Deepseek is wrong about these two at least. Canary Islands and Faroe Islands both observe DST.

Since this is the SDMD I’m going to be pedantic here and point out that UTC and GMT are not the exact same thing. GMT is Greenwich Mean Time, i.e. mean solar time at the Greenwich meridian. It’s defined by nature, namely the apparent diurnal motion of the Sun across the Earth’s sky that results from the Earth’s rotation around its axis and its revolution around the Sun.

UTC (Universal Time Coordinated), on the other hand, is an artificial time standard. It’s a weighted average of the time measured by hundreds of atomic clocks around the world, so it is artificial. It was set such that on January 1, 1972, it was identical to GMT, but since the rotation of the Earth is not perfectly uniform, GMT and UTC have a potential to diverge from each other.
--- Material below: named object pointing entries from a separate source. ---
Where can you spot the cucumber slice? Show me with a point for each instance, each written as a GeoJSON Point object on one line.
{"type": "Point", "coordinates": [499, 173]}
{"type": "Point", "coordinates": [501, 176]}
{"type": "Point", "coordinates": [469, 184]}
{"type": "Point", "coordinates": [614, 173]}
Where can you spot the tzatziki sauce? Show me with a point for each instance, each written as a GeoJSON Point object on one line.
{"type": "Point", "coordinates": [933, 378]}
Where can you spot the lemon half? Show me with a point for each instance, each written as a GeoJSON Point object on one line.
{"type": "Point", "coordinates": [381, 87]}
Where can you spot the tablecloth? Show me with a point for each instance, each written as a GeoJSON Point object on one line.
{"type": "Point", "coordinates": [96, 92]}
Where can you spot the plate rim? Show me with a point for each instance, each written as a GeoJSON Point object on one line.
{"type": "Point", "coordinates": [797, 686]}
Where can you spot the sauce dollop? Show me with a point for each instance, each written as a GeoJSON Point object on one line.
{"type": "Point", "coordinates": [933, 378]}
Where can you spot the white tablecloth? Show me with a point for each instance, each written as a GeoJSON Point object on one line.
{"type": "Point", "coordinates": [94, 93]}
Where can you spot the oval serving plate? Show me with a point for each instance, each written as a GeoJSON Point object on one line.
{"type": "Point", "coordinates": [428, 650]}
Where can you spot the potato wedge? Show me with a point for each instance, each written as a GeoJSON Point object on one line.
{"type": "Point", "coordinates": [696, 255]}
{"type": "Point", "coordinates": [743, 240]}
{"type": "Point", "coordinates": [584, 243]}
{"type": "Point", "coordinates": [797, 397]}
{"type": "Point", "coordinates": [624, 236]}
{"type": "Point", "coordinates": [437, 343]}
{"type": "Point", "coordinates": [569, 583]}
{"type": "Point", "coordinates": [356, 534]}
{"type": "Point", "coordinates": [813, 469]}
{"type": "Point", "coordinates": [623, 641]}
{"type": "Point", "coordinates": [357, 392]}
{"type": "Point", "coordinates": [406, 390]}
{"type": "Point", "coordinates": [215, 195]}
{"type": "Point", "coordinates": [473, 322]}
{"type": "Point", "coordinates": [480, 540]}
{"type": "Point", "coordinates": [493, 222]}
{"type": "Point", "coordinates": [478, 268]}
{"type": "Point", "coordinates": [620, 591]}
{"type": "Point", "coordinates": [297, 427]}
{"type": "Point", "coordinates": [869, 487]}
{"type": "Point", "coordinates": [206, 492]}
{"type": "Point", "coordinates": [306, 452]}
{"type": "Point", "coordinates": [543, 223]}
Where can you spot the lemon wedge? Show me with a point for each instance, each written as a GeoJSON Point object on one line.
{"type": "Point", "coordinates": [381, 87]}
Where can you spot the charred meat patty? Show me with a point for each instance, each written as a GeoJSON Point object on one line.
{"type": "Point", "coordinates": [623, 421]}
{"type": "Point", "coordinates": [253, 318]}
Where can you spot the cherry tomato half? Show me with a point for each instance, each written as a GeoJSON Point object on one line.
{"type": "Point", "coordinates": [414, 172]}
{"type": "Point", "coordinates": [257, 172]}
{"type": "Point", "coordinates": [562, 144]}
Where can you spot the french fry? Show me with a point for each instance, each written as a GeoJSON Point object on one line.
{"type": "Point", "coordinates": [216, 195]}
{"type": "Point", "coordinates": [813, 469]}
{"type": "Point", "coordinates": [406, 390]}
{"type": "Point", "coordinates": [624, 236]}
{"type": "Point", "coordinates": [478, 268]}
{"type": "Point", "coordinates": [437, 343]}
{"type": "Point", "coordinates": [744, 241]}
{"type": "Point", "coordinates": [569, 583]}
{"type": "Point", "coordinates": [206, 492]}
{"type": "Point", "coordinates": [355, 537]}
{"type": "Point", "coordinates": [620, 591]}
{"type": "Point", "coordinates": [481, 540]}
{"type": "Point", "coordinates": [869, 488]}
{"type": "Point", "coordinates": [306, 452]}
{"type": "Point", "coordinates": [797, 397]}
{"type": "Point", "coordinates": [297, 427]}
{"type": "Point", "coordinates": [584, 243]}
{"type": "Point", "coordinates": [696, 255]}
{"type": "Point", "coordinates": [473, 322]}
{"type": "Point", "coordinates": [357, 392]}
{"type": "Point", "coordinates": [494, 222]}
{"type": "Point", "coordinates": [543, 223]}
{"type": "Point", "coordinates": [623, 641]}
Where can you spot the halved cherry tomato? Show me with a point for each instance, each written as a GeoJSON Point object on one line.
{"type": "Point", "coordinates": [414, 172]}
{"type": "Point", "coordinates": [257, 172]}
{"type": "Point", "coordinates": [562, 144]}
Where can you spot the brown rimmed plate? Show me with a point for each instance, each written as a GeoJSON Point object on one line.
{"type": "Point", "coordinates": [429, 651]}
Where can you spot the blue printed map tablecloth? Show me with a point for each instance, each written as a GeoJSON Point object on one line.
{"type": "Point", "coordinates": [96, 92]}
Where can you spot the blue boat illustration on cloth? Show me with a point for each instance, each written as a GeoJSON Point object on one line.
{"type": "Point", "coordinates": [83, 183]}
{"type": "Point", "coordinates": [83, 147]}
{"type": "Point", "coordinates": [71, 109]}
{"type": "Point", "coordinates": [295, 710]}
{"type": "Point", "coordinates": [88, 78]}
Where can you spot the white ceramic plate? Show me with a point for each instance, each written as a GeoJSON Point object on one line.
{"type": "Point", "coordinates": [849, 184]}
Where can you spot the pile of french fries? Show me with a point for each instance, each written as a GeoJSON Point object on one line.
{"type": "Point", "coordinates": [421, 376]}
To minimise these divergences, there’s a leap second inserted into or deducted from UTC when needed, to realign the two; the last time this occurred was in 2016. This is managed by a body with the very cool name “International Earth Rotation and Reference Systems Service”, which is essentially a network of observatories around the world that measure the Earth’s rotation to determine if a leap second is needed. They do it when the divergence between the two is about to exceed 0.9 seconds.

1972 was when the leap-second system started. In the 1960s UTC seconds were slightly longer than atomic-clock seconds, changing each year as needed to keep UTC close to mean solar time. Since 1972, UTC seconds have been honest seconds. I doubt they threw in another correction on 1 January 1972, trying to zero the error. (How long did it take in 1972 to determine the official “mean solar time”, finding UT0 and converting it to UT1, or whatever they need?)

I do not know the full answer to your question, but at that time the B.I.H. was publishing a monthly Circular D.